Here's a piece of it.

 

• The owners ***** about the players being greedy, and yet all they've done is enable that greed.

 

• The players claim they're being disrespected, and yet no group of professional athletes has ever been more spoiled.9

 

• The owners claim they care about the quality of the game, and yet, every player says the ideal number of regular season games — if your goal is to have healthy, rested players entertaining your fans to their best abilities every night — is somewhere between 70 and 74 games. (The owners, of course, ignore this.)

 

• The players claim it's not their fault that owners keep handing out lavishly dumb deals to forgettable players, and yet they ignore that their fans — the people who pay their salaries and keep their league afloat — hate nothing more than seeing overpaid assholes jogging through games, faking injuries, showing up for camp 20 pounds overweight, clogging their team's salary cap and making it harder to improve their team's roster. The fact that they don't realize this reflects on them is kind of alarming. Can you really be that self-absorbed?10

 

• The owners claim they need a better financial model, and yet, they're the ones recycling the same incompetent executives — seriously, someone is hiring Ed Stefanski again???? — and handing out cringe-worthy contracts year after year after year after year. I wrote the "Atrocious GM Summit" column in 2006 — four years later, with a lockout looming, we watched more moronically dumb contracts handed out than EVER before. These guys can't stay out of their own way, and even worse, the players want to keep it that way.

 

Aren't they "partners" here? Don't they care about the league as a whole? Don't they want fans to like their product? The players want it both ways — please, keep the chartered airplane seats, hotel suites, crab legs and stupid contracts coming, just don't ask me to care about the quality of my league. In a perfect world, both sides would work together and create the best and most fan-friendly NBA model possible. But the world ain't perfect.

 

You know what the real irony is? The owners' last proposal actually made a ton of sense. Read Howard Beck's breakdown of what it would have looked like, potentially, and try to find ONE thing that isn't logical.
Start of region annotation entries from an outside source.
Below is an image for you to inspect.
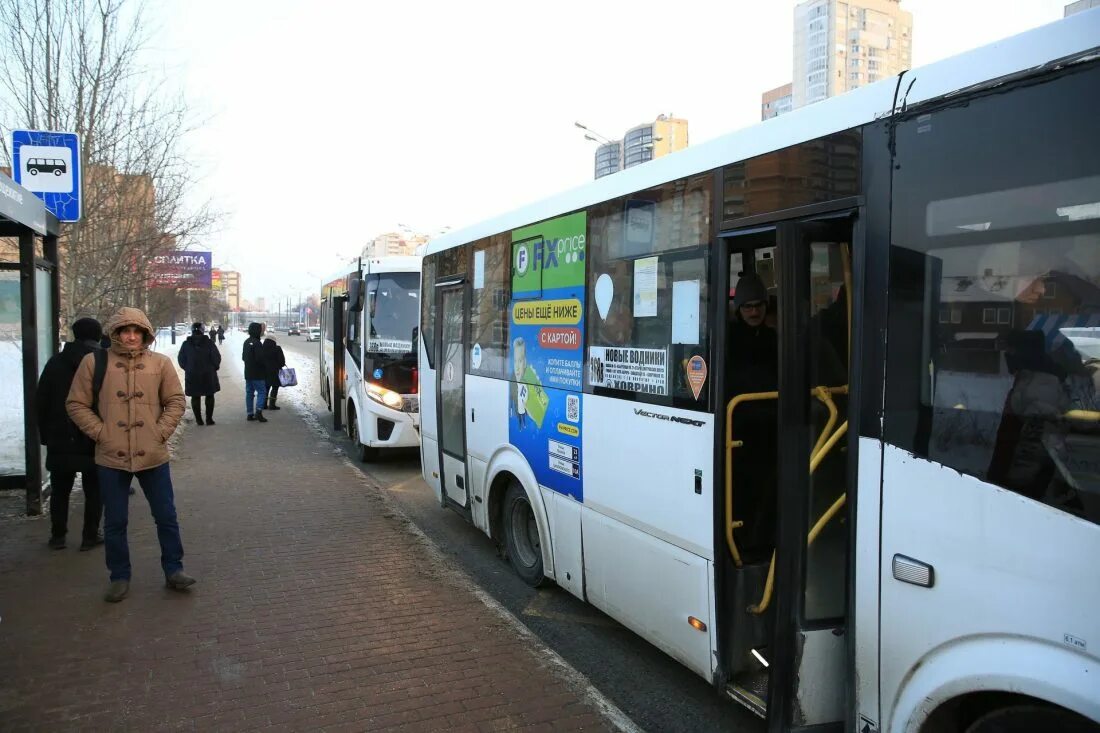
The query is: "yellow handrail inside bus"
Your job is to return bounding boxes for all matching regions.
[748,420,848,615]
[725,384,848,568]
[726,392,779,568]
[1063,409,1100,422]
Contracts should be shorter so fans aren't getting constantly turned off by that relentlessly overpaid mediocrity. The gap between big market teams and small market teams should be smaller. A team like Cleveland should have a more favorable chance to keep its best player. A star like Carmelo shouldn't be able to force a trade and get rewarded with a mammoth extension. The mid-level exception should be tempered — it spawned too many dumb contracts and made it harder for teams to improve. What's wrong with coming up with a smarter model in which the right money goes to the right people? That's a bad thing?